CFHS code : AG271
Parish : St Andrew the Great
Inscription : FRANCES ELIZA wife of JAMES CARTMELL DD Master of Christs College d 24 February 1864 aged 28
Monument : Stone cross
Above information from Cambridge Family History Society Survey
Lat Lon : 52.203032, 0.13637938 – click here for location
Frances Eliza Cartmell (née Austen) (5 January 1836 – 24 February 1864)
Frances was the only child of Rev. John Thomas Austen and his wife Charlotte Sophia (née Tilson). She was born in village of Aldworth in Berkshire and baptised there on 7 March 1836. Her father was a distant relative of Jane Austen and later became the Rector of West Wickham in Kent, where Frances was educated at home. She married Rev. Dr. James Cartmell (1810-1881) in 1856 in Kent. James was Master of Christ’s college (1849-1881) , served as a Chaplain to Queen Victoria (1851-1881) as well as Vice Chancellor of the University (1849,1865 and 1866).
The couple lived at the Master’s Lodge and had four children: Margaret Richmond (1857-1926), Frances Austen (1859-1912), James Austen (1862-1921) and Mary Frances (1864-1923). Frances died two days after the birth of her youngest daughter, presumably as a complication of childbirth. Her funeral took place on 1 March and was reported in great detail by local newspapers. It was said ‘Mrs Cartmell had won the respect and love of the poor, to whom she was a most kind and most unostentacious benefactor, and there is no question but that her loss in that parish (St. Andrew the Great) will be severely felt’.
The first part of the service was held at the College chapel and the coffin was carried round the College court. The coffin left College at 11 o’clock followed by 8 mourning coaches and then more carriages carrying senior University officials including : Master of Trinity Hall, the Provost of King’s College, the Master of Sidney Sussex College and the Master of Trinity College. It was reported ‘the rear was brought up by about 50 of the B.A.’s and Undergraduates of the college who all wore their academic dress and the University badge of mourning. The whole effect was most imposing. The hearse was drawn by four horses, and the coffin was one of polished oak adorned with silver ornaments’. As a mark of respect houses on the route to the Cemetery closed their shutters and blinds. At the Cemetery James Cartmell was said to have been ‘deeply affected and was quite unable to suppress his grief….the scene was very solemn and imposing, many of the by-standers shedding tears..the scene of inexpressible sorrow exhibited by Dr. Cartmell was more heart rending; and the greatest sympathy for him was shown by all present and indeed throughout the University and Town’.
James Cartmell did not marry again and raised his children at the College.

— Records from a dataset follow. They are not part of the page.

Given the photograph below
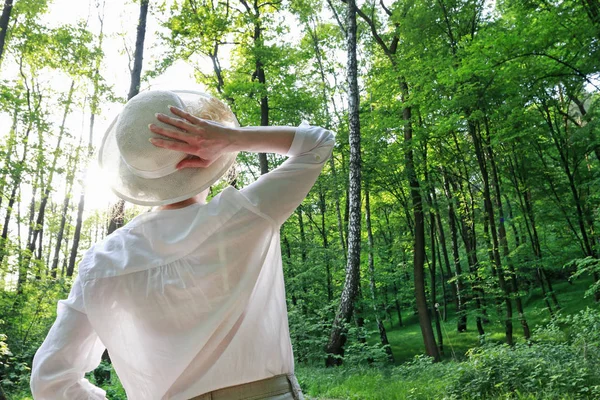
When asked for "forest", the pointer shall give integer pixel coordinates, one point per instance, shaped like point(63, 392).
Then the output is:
point(450, 248)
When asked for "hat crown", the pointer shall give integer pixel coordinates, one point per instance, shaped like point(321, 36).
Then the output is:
point(132, 134)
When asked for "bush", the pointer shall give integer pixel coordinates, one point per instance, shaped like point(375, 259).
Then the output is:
point(555, 365)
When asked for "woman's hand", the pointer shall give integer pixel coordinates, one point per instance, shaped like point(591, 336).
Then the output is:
point(204, 140)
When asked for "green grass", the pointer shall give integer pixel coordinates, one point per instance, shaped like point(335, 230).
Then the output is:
point(407, 342)
point(411, 379)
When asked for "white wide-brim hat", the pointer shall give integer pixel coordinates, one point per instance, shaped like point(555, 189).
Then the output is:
point(144, 174)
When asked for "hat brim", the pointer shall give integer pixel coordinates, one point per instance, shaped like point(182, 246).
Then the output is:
point(178, 186)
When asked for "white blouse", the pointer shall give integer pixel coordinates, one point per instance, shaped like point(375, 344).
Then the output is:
point(188, 300)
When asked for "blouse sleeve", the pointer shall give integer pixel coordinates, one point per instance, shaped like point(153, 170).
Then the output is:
point(71, 349)
point(278, 193)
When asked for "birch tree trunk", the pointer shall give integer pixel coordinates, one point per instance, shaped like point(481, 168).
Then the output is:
point(337, 338)
point(117, 213)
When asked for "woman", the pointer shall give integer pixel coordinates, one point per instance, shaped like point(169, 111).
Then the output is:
point(188, 299)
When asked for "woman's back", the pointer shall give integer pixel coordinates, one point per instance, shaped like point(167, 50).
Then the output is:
point(189, 300)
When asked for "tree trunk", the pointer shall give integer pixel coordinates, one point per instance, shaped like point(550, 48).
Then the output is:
point(502, 235)
point(117, 216)
point(337, 339)
point(489, 210)
point(432, 271)
point(461, 315)
point(380, 326)
point(93, 110)
point(6, 11)
point(39, 223)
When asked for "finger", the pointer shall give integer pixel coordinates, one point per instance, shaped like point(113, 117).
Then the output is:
point(182, 136)
point(171, 145)
point(194, 162)
point(185, 115)
point(176, 122)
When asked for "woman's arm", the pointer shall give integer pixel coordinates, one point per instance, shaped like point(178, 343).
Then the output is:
point(275, 194)
point(71, 349)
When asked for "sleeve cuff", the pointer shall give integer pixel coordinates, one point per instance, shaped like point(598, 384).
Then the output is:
point(298, 142)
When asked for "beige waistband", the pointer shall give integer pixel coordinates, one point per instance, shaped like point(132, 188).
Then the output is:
point(265, 388)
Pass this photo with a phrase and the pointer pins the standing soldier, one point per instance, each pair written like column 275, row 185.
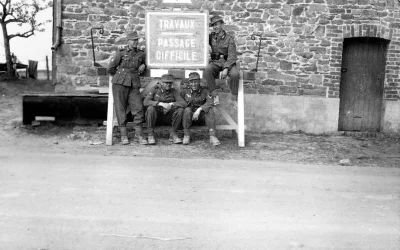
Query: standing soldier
column 164, row 106
column 223, row 58
column 125, row 68
column 200, row 108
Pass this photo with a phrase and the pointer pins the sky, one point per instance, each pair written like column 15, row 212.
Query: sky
column 36, row 47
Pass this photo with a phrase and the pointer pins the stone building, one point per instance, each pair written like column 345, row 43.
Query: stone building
column 323, row 66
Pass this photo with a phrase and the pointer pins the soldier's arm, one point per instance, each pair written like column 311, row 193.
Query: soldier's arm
column 149, row 99
column 232, row 57
column 209, row 101
column 179, row 101
column 114, row 63
column 142, row 67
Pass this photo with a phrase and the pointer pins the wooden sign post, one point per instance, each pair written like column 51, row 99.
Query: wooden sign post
column 177, row 39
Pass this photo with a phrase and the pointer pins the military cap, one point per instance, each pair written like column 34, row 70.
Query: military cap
column 132, row 35
column 194, row 76
column 215, row 19
column 167, row 78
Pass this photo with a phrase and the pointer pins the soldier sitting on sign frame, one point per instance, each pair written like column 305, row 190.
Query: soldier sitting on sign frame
column 223, row 59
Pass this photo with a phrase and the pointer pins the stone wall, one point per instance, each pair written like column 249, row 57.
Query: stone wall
column 301, row 40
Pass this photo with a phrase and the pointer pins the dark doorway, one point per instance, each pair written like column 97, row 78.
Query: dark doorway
column 361, row 84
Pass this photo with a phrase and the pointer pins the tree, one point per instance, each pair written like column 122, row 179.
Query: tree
column 22, row 13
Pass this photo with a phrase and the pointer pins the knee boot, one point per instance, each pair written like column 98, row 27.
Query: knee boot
column 124, row 136
column 150, row 136
column 213, row 139
column 186, row 136
column 139, row 135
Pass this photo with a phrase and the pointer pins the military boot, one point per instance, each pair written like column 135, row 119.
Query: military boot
column 213, row 139
column 139, row 136
column 124, row 136
column 173, row 137
column 150, row 136
column 216, row 100
column 186, row 137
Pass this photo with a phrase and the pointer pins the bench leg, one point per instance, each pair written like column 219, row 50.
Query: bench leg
column 240, row 128
column 110, row 114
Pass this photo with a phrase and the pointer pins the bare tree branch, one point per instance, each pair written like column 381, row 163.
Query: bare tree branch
column 20, row 12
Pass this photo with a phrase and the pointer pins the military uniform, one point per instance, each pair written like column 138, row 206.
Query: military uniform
column 223, row 55
column 126, row 85
column 196, row 99
column 156, row 114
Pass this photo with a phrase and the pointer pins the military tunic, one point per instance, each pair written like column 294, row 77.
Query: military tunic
column 223, row 55
column 157, row 115
column 126, row 85
column 196, row 99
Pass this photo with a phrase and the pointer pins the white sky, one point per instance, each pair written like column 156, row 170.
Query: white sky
column 35, row 47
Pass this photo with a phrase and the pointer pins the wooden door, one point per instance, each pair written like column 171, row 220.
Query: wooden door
column 361, row 84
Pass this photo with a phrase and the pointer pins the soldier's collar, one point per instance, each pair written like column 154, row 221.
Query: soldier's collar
column 132, row 49
column 222, row 34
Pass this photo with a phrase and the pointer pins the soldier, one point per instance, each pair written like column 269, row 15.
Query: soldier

He was a reforming Master and introduced important changes such as the ‘ability of the College to recruit teaching staff free from the condition of celibacy’. He was also said to be ‘much interested in the relation of the University to the Town and strove for a better understanding between the two bodies’. He died of a heart attack aged 70 years old and was buried in the Christ’s College ante-chapel.
Frances and Mary Cartmell both joined the Sisters of Mercy religious order. James Cartmell (Jnr) studied at Christ’s College and worked as a barrister. He later changed his family surname to Austen-Cartmell.